10. A method for computing a matrix multiplication in a programmable logic device, comprising:
loading a plurality of matrix elements of a matrix in a single-port random access memory (SPRAM) of the programmable logic device using even clock cycles of a clock of the programmable logic device, wherein each of the plurality of matrix elements comprises matrix sub-elements from two rows of a matrix;
reading out the loaded plurality of matrix elements from the SPRAM to a systolic array of the programmable logic device using odd clock cycles of the clock;
performing the matrix multiplication on the matrix in the systolic array; and
storing a result matrix to the SPRAM.
11. The method of claim 10, wherein loading the plurality of matrix elements comprises a raster scan of the SPRAM.
12. The method of claim 10, wherein storing the result matrix to the SPRAM comprises a raster scan of the SPRAM by:
loading result matrix elements of the matrix from the systolic array into the SPRAM using a first set of the odd clock cycles or the even clock cycles; and
reading out the result matrix elements from the SPRAM using a second set of the odd clock cycles or the even clock cycles.
13. The method of claim 12, wherein loading the result matrix elements and reading out the result matrix elements do not occur on the same clock cycles of the clock.
14. The method of claim 12, wherein reading out the result matrix elements comprises reading out the result matrix elements to a double data rate dynamic random-access memory (DDR) of the programmable logic device from the SPRAM.
15. The method of claim 10, wherein loading the plurality of matrix elements and reading out the loaded plurality of matrix elements do not occur on the same clock cycles of the clock.
16. An integrated circuit system, comprising:
a host processor; and
a programmable logic device, comprising:
a clock;
one or more local controllers;
programmable logic units implementing a systolic array to compute a matrix multiplication as an accelerator for the host processor; and
embedded memory blocks, comprising a single port random access memory (SPRAM), wherein the one or more local controllers are configured to:
load a plurality of matrix elements of a matrix for the matrix multiplication into the SPRAM using even clock cycles of the clock;
read out the loaded plurality of matrix elements from the SPRAM to the systolic array using odd clock cycles of the clock;
compute the matrix multiplication on the matrix in the systolic array; and
store a result matrix of a result of the matrix multiplication to the SPRAM.

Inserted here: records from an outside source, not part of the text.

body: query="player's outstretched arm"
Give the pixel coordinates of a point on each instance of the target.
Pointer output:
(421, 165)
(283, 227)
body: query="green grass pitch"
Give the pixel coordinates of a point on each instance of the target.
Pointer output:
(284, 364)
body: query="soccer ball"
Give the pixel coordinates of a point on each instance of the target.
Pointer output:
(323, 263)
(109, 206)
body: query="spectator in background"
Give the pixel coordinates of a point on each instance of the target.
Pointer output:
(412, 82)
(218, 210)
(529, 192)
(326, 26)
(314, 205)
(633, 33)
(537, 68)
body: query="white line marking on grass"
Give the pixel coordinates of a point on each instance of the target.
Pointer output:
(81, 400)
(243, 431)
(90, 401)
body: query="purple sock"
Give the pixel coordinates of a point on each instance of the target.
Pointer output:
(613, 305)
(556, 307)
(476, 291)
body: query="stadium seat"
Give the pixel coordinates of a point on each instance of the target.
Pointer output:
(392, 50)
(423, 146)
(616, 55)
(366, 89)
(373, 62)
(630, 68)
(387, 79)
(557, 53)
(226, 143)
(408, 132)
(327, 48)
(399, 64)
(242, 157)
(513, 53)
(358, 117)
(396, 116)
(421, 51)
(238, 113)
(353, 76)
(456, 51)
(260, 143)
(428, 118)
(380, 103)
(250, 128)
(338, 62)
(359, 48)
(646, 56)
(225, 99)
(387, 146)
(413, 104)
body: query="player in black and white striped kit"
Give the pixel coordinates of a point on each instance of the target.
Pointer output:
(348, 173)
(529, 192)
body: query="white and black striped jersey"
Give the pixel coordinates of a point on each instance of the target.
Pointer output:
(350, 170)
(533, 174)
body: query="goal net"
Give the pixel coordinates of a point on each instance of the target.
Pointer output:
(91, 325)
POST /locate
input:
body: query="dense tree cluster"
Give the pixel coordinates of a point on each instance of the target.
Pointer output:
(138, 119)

17. The integrated circuit system of claim 16, wherein the matrix multiplication comprises a dot product of the matrix with an additional matrix.
18. The integrated circuit system of claim 16, wherein loading the plurality of matrix elements comprises a raster scan of the SPRAM.
19. The integrated circuit system of claim 18, wherein storing the result matrix to the SPRAM comprises the one or more local controllers performing a raster scan of the SPRAM by:
loading result matrix elements of the matrix from the systolic array into the SPRAM using a first set of the odd clock cycles or the even clock cycles; and
reading out the result matrix elements from the SPRAM using a second set of the odd clock cycles or the even clock cycles.
20. The integrated circuit of claim 16, wherein storing the result matrix to the SPRAM comprises a raster scan of the SPRAM by:
loading result matrix elements of the matrix from the systolic array into the SPRAM using the odd clock cycles; and
reading out the result matrix elements from the SPRAM using the even clock cycles.